How to Grow Broccoli Plants:

Broccoli is a cool weather crop. Broccoli prefers full sun and a rich garden soil. It grows best in the spring and fall. Fall crops will survive long after the first frost, and even after the first snowfall. Flavor is best in cool and cold weather.

Sow Broccoli seeds as early as the ground can be worked. For spring planting, we recommend an early indoor start 3-4 weeks before the last frost. As soon as the garden is ready for planting, transplant seedlings. Spring frosts will not affect them.

Keep soil moist during the growing season. Fertilize with a general purpose fertilizer every 3-4 weeks.  

Harvest compact heads before they begin to flower. As soon as the first floret begins to open, broccoli loses its sweet flavor and becomes bitter. Harvest side shoots in the same manner.

Broccoli grows slowly in hot weather. It forms few heads during this period. Most home gardeners avoid growing broccoli during the hot humid months of summer.

Insects and Pests:

Broccoli is extremely susceptible to insects. The most common  insect problems are are aphids, and cabbage loopers.

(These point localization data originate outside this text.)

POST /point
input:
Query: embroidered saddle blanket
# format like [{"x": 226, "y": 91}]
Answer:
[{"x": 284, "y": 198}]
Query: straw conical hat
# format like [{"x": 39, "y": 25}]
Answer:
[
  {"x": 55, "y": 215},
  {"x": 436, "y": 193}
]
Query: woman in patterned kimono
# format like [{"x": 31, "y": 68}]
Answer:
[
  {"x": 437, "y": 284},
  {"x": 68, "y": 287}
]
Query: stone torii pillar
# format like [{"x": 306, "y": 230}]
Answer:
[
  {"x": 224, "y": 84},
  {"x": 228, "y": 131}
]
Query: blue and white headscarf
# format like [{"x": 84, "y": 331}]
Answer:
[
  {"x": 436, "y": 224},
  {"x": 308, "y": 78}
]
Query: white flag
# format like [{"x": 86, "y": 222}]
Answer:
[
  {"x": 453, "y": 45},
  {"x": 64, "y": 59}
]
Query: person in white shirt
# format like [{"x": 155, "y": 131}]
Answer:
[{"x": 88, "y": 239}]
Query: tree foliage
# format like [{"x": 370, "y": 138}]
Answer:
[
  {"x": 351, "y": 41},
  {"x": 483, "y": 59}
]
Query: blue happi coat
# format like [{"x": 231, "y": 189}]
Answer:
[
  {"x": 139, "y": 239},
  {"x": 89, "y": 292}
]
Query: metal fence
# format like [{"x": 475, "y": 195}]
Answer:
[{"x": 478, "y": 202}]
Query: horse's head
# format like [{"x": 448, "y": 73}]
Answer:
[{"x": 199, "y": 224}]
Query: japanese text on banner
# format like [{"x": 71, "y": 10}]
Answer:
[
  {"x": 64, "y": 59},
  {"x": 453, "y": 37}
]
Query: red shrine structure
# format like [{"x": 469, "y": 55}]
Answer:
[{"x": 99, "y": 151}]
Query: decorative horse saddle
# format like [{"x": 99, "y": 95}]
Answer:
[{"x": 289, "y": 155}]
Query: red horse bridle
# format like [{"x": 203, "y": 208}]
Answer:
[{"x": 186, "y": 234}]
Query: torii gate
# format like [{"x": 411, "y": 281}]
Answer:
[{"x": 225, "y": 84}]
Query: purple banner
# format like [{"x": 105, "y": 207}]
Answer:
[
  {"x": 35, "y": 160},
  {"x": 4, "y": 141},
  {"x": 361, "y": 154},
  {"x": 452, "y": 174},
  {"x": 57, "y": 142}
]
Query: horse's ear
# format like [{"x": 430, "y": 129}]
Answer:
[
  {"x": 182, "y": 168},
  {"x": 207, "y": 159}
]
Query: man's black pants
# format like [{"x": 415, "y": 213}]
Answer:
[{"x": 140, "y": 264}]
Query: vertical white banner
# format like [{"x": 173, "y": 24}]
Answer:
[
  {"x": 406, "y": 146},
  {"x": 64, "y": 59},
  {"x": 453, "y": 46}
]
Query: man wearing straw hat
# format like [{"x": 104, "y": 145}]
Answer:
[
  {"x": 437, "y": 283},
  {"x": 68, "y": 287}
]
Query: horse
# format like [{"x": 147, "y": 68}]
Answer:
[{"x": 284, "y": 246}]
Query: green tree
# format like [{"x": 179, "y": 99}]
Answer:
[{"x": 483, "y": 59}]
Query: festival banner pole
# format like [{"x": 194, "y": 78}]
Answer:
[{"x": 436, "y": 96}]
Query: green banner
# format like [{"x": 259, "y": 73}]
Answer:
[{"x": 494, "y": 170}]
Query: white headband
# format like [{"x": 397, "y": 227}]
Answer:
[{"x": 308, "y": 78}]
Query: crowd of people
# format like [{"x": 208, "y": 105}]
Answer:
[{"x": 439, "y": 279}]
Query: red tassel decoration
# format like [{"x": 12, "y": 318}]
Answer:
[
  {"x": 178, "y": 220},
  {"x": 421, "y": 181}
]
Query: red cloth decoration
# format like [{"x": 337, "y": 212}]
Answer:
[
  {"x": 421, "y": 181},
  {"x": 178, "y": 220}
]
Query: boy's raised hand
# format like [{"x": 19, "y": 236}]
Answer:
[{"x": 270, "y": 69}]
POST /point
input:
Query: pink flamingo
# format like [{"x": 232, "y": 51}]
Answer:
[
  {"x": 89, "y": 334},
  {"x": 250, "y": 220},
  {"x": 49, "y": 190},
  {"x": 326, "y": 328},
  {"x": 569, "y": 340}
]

Cabbage loopers are the larva stage of a moth. Those white moths that visit your garden and yard are the culprits. Some people call them white butterflies. Try placing a screen or insect netting over the plant, so the moth can not lay her eggs. Commercial growers apply insecticides to control them.

Aphids are controlled by frequent spraying. Organic controls in the form of soap or garlic sprays are also effective.

Woodchucks love broccoli. See Woodchuck/Ground Hog Control.


Broccoli plants are fairly resistant to most plant diseases.


Broccoli thrives in cool and even cold weather. It can be among the first plants in your garden each spring. Start them indoors, and plant them before the last frost, freeze or snow. They will survive below thirty degrees. In the fall, they will be your last crops to survive the increasingly frequent frosts.